The book is produced as a memoir for the many ex-miners and ex-miners’ union activists who are still around and will find a ready readership there. It provides some quite detailed labour-process and industrial history of the Kent mines and of union struggles based on this that will be hugely interesting to those who were involved. Dave Harker’s new book on the Shrewsbury pickets [to be reviewed next issue] is in a similar vein.

But the test for both books is whether they reach beyond their core readership and engage with younger generations who have little memory of mining or miners.

Here Parkin’s book raises wider issues that should ensure that.

The Kent Coalfield was the last major UK one to open in the 1920s with Betteshanger operational from 1928 and was significant because it was the only source of coal south of the Thames — potentially vital for the London market. It attracted to it miners from all over the UK who had been victimised during the General Strike. It started with a tradition of political militancy and that’s how it continued and ended up as well.

It also seems to have attracted, on Parkin’s account, a breed of exceptionally hard nosed pit managers as well so class struggle was guaranteed virtually from day one.

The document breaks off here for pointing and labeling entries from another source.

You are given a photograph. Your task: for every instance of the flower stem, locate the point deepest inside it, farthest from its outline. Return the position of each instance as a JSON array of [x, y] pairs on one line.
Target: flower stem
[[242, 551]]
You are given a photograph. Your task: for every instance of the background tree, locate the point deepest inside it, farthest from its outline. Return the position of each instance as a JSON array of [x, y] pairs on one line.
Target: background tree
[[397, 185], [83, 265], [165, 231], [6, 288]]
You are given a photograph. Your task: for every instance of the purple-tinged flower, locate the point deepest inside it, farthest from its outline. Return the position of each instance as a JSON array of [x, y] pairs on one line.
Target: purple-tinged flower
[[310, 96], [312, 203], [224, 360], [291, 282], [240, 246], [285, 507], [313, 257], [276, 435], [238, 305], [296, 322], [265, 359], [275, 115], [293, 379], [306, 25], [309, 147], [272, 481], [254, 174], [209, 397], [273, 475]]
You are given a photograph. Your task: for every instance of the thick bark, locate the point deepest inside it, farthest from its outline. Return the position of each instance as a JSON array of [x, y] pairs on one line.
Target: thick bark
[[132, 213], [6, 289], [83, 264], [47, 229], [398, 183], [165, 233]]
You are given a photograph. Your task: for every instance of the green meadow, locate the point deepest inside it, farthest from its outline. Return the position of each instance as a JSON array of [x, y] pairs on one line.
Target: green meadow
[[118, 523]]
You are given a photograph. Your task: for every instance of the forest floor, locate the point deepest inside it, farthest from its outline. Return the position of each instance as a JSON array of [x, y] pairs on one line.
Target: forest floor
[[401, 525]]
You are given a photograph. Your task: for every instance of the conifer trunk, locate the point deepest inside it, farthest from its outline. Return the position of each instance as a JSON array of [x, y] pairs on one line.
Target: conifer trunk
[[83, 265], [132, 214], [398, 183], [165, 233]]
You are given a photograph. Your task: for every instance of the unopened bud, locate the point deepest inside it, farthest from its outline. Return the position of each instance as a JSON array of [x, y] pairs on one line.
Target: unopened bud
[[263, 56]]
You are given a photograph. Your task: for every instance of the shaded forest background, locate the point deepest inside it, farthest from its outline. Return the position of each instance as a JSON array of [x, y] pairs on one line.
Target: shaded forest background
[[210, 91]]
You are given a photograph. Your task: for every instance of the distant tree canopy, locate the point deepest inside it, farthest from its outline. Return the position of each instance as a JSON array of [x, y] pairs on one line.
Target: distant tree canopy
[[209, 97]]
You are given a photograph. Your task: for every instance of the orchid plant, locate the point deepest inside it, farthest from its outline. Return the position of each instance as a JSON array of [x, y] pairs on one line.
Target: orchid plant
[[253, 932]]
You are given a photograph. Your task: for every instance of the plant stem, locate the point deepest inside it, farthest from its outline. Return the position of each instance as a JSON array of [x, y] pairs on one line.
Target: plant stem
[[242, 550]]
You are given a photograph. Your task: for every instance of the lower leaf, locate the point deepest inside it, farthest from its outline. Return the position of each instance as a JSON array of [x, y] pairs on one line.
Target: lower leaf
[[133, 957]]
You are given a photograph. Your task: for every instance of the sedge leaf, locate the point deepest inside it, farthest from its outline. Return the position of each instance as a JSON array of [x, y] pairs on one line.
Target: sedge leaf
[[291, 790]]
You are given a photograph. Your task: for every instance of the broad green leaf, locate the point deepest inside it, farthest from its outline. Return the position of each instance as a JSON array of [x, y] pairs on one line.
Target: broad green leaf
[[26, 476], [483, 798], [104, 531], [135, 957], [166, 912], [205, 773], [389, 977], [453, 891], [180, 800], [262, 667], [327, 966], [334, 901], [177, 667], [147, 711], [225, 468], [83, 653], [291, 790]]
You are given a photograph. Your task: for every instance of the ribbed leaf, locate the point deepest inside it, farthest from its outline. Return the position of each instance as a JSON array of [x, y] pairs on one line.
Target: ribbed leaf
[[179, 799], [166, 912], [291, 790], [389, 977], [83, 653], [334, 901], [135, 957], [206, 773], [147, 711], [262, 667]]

The militant reputation of Betteshanger is explained by Parkin in two phrases ‘sod it’ and ‘rag up’. When miners had had enough of a dictatorial pit manager they simply walked off the job.
Parkin hints that while these walk outs were usually sanctioned by the union the real power was amongst rank and file miners rather than the union machine.

Hence Betteshanger was a rich source of new industrial tactics. There were two stay down strikes in its history when miners refused to leave the mine and the pit also lays claim to being one of those that launched the flying pickets during the 1972 miners strike when miners successfully picketed power stations and oil refineries.

Most startlingly for the modern reader many of these strikes actually won.

Perhaps the most famous strike of the lot was the one in 1942 again over bullying pit managers. As this was war-time the strike was actually illegal and the strikers were taken to Court, fined, and in the case of the NUM officials at Betteshanger, jailed.

It did not work. The miners did not return to work and in due course the Government had to intervene, cancel all the fines and release the jailed officials. The bullying pit managers were stood down.

It was a magnificent episode in British labour history but it also raised a significant question. The NUM branch at Betteshanger was run by the Communist Party, or at least by those who had CP politics. A little more on who these men were and what their background was in the book would have been useful in terms of their relationship to the CP.

Even so of course, the CP in 1942 was backing the war and increased production. Yet it did not condemn the Betteshanger strike. Parkin suggests that the CP in order to be elected as NUM officials could not afford to oppose the action of miners whatever the CP line was.

However there was a tension between the industrial and political lines of the CP that might have been explored a little further.

Parkin’s book is a compelling read — I finished it on a single train journey — and one that deserves a wide audience, both old and young.